イギリス最大の独立系映画祭「レインダンス・フィルムフェスティバル」で日本人監督の作品が国際長編部門の最優秀賞にノミネートされましたが、惜しくも受賞は逃しました。

イギリス最大の独立系映画祭、「レインダンス・フィルムフェスティバル」。映画界の巨匠、クエンティン・タランティーノ監督らが無名時代に参加したことで知られています。

その映画祭で日本人の清水友翔監督の作品「トーキョーナイトフォール」が国際長編部門の最優秀賞にノミネートされました。

「トーキョーナイトフォール」は、孤独を抱えながら「死」と向き合い、葛藤する若者の姿を描いたヒューマンドラマです。

なぜ、若者の「死」をテーマに選んだのか。そこには、監督自らの経験があるといいます。

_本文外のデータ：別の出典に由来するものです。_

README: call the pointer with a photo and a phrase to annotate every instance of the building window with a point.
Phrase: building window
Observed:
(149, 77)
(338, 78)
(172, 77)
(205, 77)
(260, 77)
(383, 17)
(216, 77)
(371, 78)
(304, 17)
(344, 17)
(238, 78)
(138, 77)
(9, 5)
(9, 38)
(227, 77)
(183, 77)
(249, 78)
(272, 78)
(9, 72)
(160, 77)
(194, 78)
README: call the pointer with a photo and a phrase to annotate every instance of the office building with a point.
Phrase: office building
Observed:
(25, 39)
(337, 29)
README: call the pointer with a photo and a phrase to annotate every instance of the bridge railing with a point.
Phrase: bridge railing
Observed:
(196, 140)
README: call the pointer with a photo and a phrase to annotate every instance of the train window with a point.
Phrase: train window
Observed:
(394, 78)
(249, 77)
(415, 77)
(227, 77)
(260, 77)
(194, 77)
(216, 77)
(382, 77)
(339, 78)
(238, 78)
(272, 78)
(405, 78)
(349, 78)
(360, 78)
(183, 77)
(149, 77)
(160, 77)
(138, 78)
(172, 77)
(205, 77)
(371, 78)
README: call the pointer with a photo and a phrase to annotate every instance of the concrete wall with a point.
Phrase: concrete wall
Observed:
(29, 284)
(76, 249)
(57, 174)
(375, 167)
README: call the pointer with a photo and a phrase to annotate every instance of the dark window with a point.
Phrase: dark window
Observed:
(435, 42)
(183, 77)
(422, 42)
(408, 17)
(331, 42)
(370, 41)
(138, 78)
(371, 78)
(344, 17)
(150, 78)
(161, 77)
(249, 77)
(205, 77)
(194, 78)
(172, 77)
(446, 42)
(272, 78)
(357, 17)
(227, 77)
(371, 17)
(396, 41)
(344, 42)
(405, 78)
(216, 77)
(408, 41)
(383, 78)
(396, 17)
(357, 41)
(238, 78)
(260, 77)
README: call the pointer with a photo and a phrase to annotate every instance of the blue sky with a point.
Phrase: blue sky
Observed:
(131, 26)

「トーキョーナイトフォール」監督・脚本 清水友翔さん
「ロサンゼルスに4年住んでいたときにコロナが流行り始めて。いきなり誰とも接することができない、言語も通じないという感じがすごく孤独で… 本当に苦しい時って自分と同じ、共感できるもので救われることもあると思うので、当事者にとってプラスになる作品にしたいなと思いました」

服部役/廣中太河さん
「僕はこの映画を通して『死』を知ることで『生』を感じられる、生きる希望になる作品になってくれたらいいなと思います」

能津役/田中光輔さん
「僕の台詞で『俺らがいるだろ』っていう台詞があるんですけど、その感じを『ナイトフォール』を通して感じてもらえたら嬉しいなと」

映画祭の主催者は、イギリスの若者の間にも広がる「孤独」というテーマを、独自の視点で描いたことを評価。

レインダンス映画祭 創設者 エリオット・グローブ氏
「この作品には、世界中どこにいる人の心にも響く普遍的な物語があります。それは、『孤独』という誰もが抱える感情に触れているからです」

惜しくも受賞は逃したものの、プレミア上映には多くの観客が詰めかけました。

アンナ役/葵うたのさん
「終わった後に直接ご意見をいただけて、熱量を肌で感じられて、すごく嬉しかったです」

「トーキョーナイトフォール」は日本では来月31日から公開予定です。